Sae lets out her breath. Yes. What they've come to do. Destroy it. A Sith superweapon that might give the Separatists overwhelming power, power that would destroy the Republic and the Jedi. Destroy it. It's the Dark Side that tempers Tamri, gives her pause. Infects her with fear.

Destroy it. But first she will look upon it. First she will see what this great and ancient power, if it is indeed that nexus of the Dark Side under all that rock and snow, might show her. If it would unveil the future…well, she cannot let a moment so valuable go to waste. Only a moment. It is only right.

The cyclonic winds batter the Evening as it curls around the twister, dives through the blustering snow, and settles down on the sturdies patch of earth Neelotas can find. "Sorry to disappoint, but I'm not goin' out there," Neelotas says. "You two stay safe."

"Stay on the comms in case things get messy," says Sae, pulling up her cloak's hood. "Tam. Let's go."

When the Evening's ramp lowers a near-horizontal blast of snow cascades in. Sae turns her head, pushing out against the wind. "Don't let go of my hand," she says to her apprentice as Tamri clings tightly to her.

"Do you really think this is the place?" calls Tamri through the gale.

Struggling against the wind, Sae holds on to the hem of her hood, squints, and peers through the blowing snow.

She can just make it out. Ahead, across a hundred meters of flat, wind-whipped ground, the mountain yawns and reveals utter blackness beyond. Jagged dark rocks like canine teeth stick out from the roof and floor of the cavern entrance. Despite the wind, a faint fog seems to drift out from the hole, the gap large enough that an AT-TE walker could march in with room to spare on all sides. But it is the feeling, not the sight, that tells Sae that this is it. Never has she felt the Dark Side—no, the Force—this strongly. It is beckoning her, calling her on, howling as loudly—louder—than the winds. Come, it thunders. Come and see all that we would show you. Come and see what lies ahead.

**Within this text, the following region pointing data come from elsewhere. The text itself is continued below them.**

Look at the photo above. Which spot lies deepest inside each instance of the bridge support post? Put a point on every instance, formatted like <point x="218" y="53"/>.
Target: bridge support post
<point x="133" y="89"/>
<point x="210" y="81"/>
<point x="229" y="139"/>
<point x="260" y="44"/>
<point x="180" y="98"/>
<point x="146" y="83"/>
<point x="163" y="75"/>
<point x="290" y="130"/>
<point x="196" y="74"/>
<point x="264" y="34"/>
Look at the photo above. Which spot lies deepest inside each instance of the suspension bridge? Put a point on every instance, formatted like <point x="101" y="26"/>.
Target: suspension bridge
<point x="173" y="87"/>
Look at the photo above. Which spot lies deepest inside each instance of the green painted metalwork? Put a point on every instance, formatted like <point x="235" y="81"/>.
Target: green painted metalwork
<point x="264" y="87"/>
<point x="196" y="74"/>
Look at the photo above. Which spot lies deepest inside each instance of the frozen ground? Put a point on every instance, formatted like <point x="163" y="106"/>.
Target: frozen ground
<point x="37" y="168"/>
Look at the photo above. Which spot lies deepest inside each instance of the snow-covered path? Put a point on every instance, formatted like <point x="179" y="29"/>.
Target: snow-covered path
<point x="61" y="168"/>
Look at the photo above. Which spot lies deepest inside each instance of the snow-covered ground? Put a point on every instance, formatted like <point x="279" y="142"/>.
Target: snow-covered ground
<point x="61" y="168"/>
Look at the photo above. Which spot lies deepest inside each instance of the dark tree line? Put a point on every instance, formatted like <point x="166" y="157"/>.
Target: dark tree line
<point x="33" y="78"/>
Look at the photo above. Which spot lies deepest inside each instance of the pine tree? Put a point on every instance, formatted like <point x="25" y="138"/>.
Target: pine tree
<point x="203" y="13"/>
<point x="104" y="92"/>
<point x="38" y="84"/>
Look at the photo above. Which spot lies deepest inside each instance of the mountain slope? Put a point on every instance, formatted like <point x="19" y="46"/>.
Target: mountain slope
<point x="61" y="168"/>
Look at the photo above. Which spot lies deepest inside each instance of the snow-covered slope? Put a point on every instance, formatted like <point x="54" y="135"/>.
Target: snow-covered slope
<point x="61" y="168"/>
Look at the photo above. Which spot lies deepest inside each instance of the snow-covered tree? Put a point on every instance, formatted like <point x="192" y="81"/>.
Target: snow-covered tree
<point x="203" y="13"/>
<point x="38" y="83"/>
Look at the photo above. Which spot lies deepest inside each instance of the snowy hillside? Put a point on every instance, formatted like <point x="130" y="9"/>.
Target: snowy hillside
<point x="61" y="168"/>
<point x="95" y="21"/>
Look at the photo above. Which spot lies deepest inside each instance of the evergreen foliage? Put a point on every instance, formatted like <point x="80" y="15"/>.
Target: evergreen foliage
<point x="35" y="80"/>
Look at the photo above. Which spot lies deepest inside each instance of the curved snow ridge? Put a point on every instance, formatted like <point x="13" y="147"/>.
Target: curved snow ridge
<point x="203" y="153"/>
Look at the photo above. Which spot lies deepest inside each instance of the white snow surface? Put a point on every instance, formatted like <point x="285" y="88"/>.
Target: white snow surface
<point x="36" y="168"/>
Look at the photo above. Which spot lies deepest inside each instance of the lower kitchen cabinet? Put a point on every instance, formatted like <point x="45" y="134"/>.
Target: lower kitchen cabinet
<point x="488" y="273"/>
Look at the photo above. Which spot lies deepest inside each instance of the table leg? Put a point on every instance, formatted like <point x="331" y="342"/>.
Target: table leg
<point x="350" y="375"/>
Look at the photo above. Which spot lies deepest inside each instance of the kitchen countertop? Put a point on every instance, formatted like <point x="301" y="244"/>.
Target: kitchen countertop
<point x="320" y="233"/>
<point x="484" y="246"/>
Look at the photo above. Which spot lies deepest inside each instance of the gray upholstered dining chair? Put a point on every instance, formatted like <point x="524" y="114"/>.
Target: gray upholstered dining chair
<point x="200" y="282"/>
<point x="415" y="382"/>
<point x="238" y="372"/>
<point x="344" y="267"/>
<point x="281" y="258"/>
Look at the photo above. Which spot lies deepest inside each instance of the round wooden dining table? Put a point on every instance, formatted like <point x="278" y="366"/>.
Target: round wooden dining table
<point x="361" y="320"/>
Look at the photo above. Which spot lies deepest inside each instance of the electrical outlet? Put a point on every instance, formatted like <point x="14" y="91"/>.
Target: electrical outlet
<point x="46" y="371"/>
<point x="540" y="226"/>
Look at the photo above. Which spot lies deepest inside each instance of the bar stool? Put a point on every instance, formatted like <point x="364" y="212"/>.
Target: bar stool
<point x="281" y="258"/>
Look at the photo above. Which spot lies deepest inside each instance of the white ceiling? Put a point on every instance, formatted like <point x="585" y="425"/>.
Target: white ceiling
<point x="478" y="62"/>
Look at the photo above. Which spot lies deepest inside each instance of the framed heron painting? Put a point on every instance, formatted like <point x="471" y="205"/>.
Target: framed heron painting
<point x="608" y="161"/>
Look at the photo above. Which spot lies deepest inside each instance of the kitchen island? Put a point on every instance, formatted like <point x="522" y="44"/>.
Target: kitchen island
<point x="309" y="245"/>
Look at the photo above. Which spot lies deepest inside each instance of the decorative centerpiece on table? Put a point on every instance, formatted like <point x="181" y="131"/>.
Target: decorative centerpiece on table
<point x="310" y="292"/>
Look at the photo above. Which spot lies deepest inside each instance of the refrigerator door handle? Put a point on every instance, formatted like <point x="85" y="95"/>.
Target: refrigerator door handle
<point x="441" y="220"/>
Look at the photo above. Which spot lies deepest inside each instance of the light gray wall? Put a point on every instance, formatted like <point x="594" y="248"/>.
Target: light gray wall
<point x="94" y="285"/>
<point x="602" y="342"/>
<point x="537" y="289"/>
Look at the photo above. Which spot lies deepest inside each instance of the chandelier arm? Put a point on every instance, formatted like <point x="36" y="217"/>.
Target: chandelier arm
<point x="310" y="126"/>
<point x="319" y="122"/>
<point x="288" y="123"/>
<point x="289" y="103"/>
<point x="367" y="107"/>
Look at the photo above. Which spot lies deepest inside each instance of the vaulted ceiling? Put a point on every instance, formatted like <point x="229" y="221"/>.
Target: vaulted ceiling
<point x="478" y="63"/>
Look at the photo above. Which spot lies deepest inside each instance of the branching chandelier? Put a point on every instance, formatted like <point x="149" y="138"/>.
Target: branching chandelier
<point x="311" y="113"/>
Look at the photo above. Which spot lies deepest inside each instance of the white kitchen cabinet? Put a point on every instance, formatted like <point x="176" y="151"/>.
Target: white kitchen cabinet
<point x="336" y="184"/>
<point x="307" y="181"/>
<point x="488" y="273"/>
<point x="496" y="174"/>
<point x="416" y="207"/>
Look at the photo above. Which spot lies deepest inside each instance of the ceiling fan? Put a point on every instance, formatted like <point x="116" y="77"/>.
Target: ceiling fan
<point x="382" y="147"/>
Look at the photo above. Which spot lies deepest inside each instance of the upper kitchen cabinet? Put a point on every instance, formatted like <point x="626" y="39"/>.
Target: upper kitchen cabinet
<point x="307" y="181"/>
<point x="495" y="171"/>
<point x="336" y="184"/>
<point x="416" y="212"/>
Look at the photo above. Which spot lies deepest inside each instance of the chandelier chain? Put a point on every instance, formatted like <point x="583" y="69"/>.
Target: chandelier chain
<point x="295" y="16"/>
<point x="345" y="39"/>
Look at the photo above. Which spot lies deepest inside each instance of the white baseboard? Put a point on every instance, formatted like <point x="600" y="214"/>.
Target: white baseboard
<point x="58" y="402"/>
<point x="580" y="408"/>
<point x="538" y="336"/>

Sae can see it now. The moment that possibilities become realities. As Tamri holds one of her hands, the Force takes the other. This. This is what all your years and struggles and pain have been leading up to. It is so very near, and the road ahead is so very short.

All you have to do is keep going.

"This is the place," she says to Tamri. "Are you afraid?"

Tamri swallows, looks up at her, and nods.